Powdered Herbs

Hello again, how is your week going?
Well how about something a bit different and a great way to preserve some of your herbs.
Throughout the year some of your perennial herbs will need trimming.  But there is no point in wasting the cut offs.
Now there are multiple ways to preserve these, from dehydrating them to freezing them and all have their benefits.  However this post is about powdering them.
So why go the extra mile from a standard dehydration and shred.  Why do you want to create a powder?  Well basically because you can do a bit more with a powder than the shredded leaves.
You can use powdered herbs as colouring for certain items like meringue, sauces and some none-edibles like soap!
On top of this the flavours impart  quicker.  It becomes easier to create barks on steak and grilled meats.  Soups are ready quicker.
Finally, space is key. Powder takes up significantly less space than other ways of keeping dried herbs, meaning you can store much more of it.
To make powdered herbs you will need some way to dry your herbs and some way to grind them.  But you also need to know which herbs work well.  For example, basil is not good, the oils break down easily and you lose all the flavour of the basil.

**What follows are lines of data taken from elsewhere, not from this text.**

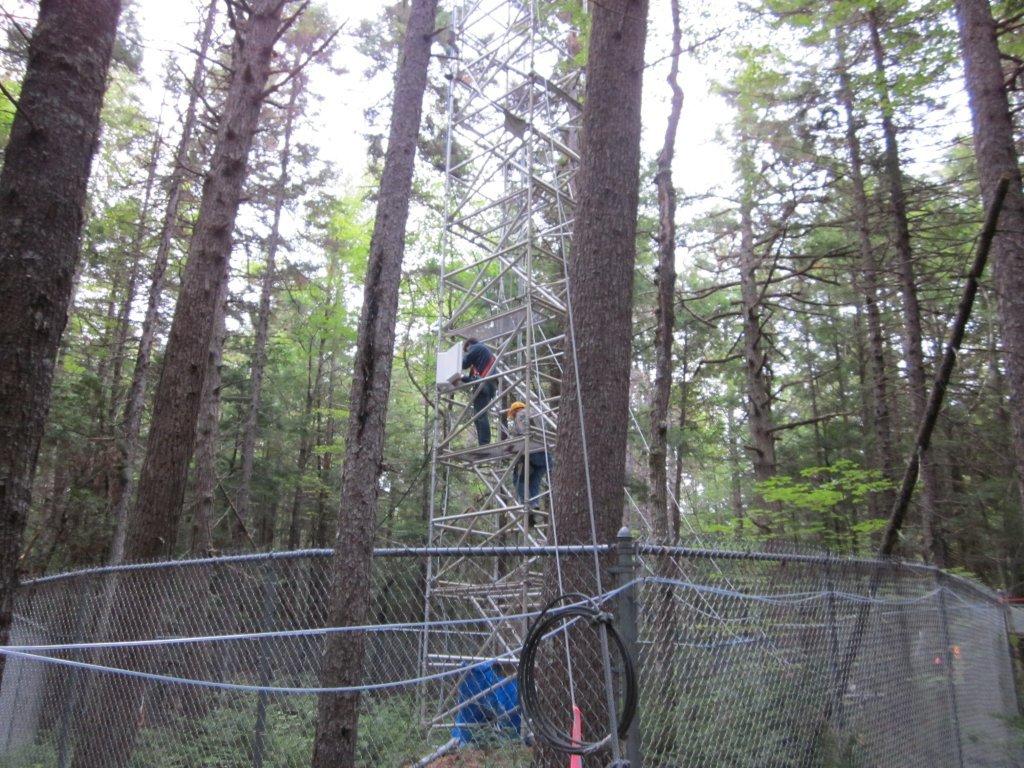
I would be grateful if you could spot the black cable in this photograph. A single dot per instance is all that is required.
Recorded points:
(586, 609)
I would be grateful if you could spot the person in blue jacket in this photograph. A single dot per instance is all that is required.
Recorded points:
(487, 706)
(478, 358)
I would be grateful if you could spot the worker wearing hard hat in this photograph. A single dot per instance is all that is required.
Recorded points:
(540, 461)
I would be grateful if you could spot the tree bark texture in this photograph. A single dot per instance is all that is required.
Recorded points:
(595, 382)
(660, 510)
(338, 714)
(759, 396)
(251, 425)
(593, 417)
(996, 156)
(42, 200)
(935, 546)
(152, 529)
(868, 280)
(128, 443)
(208, 433)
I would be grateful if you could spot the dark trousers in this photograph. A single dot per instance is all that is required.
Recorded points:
(481, 407)
(540, 463)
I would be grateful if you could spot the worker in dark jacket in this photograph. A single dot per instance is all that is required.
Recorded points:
(478, 358)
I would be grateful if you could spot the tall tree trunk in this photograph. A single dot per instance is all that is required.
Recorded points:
(313, 378)
(759, 396)
(322, 522)
(996, 156)
(208, 434)
(337, 716)
(42, 199)
(867, 283)
(128, 300)
(128, 444)
(242, 500)
(935, 544)
(593, 418)
(152, 529)
(666, 312)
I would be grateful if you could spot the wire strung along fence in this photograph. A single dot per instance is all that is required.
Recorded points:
(744, 659)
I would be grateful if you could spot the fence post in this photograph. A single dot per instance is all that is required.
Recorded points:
(70, 706)
(1008, 622)
(834, 683)
(947, 657)
(626, 570)
(266, 624)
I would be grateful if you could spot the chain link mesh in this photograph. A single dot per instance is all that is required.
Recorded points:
(744, 659)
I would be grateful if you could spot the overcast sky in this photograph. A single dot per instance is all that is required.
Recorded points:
(700, 162)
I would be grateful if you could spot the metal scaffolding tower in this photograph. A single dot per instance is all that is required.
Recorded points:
(511, 160)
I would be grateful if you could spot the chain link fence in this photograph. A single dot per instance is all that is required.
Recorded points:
(744, 658)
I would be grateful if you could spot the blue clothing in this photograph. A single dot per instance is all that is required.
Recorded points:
(540, 463)
(481, 402)
(479, 359)
(498, 710)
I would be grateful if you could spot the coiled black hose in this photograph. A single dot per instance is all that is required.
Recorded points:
(583, 608)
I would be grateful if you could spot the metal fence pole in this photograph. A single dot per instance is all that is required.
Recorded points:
(266, 624)
(626, 570)
(834, 653)
(1008, 621)
(70, 705)
(947, 657)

Mints, oregano, rosemary and thyme all seem to work well.  The easy rule of thumb is about how you treat the herb in edible use.  Herbs that you can roast with dry better than those that prefer to be cooked less (basil, tarragon etc).
In regards to drying, you can either air dry or do it in a dehydrator.  Either way works, but there are risks in both.
The dehydrator can break down more of the essential oil as it gets warmer, so you lose flavour.
Air drying takes much longer, and the risk of mold forming is increased, especially in damp weather.
As soon as dried though, grind to a powder.  Some people suggest drying a final time after the powder is made to remove any last traces of moisture.  This is only really an option in a dehydrator, as powders tend to attract moisture in any other way.
Give it a try, make some herb powders.  But don’t stop there.  How about powdered tomatoes, limes, lemons, chillies or peppers (like paprika).  Once you get into powdering, the world becomes your oyster.